Search code examples
rloopsdplyrnse

Using dplyr within a loop to summarise several data.frame variables


I want to summarise several columns from a data.frame. The grouping and summary was achieved with dplyr, as in the example below.

df = data.frame (time = rep(c("day", "night"), 10) , 
    who =rep(c("Paul", "Simon"), each=10) , 
    var1 = runif(20, 5, 15), var2 = runif(20, 10, 12), var3 = runif(20, 2, 7), var4 = runif(20, 1, 3)) 

Writting the function I need

quantil_x = function (var, num) { quantile(var, num, na.rm=T) }

Using it at var1 and exporting

percentiles = df %>% group_by(time, who) %>% summarise(
    P0 = quantil_x (var1, 0),
    P25 = quantil_x (var1, .25),
    P75 = quantil_x (var1, .75)
    )
write.table(percentiles, file = "summary_var1.csv",row.names=FALSE, dec=",",sep=";")

What I want is to repeat this same task for 'var2', 'var3' and 'var4'. I have tried to run a loop with no success to perform this task multiple times. Unfortunately I couldn't find a way to handle distinct calls of variables within the code. That is, within the loop I have tried to use summarise_(), tried to use get() inside the fuction quantil_x() or within summarise, also as.name but none of this worked.

I'm pretty sure this is a bad coding skill issue, but that's all I came up with so far.

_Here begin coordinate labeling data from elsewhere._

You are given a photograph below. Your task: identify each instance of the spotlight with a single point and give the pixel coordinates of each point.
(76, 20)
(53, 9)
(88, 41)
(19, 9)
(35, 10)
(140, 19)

Here is an example of what I tried to do:

list = c("var1", "var2", "var3", "var4")
for (i in list){
percentiles = df %>% group_by(time, who) %>% summarise(
    P0 = quantil_x (get(i), 0),
    P25 = quantil_x (get(i), .25),
    P75 = quantil_x (get(i), .75)
    )
write.table(percentiles, file = paste0("summary_",i,".csv",row.names=FALSE, dec=",",sep=";")
}

I read this post, but didn't help much on my case.

Thanks in advance.


Solution

  • You can do this with gather()

    percentiles = df %>%
    gather(Var,Value,var1,var2,var3) %>%
     group_by(Var,time, who) %>%
     summarise(
        P0 = quantil_x (Value, 0),
        P25 = quantil_x (Value, .25),
        P75 = quantil_x (Value, .75)
        )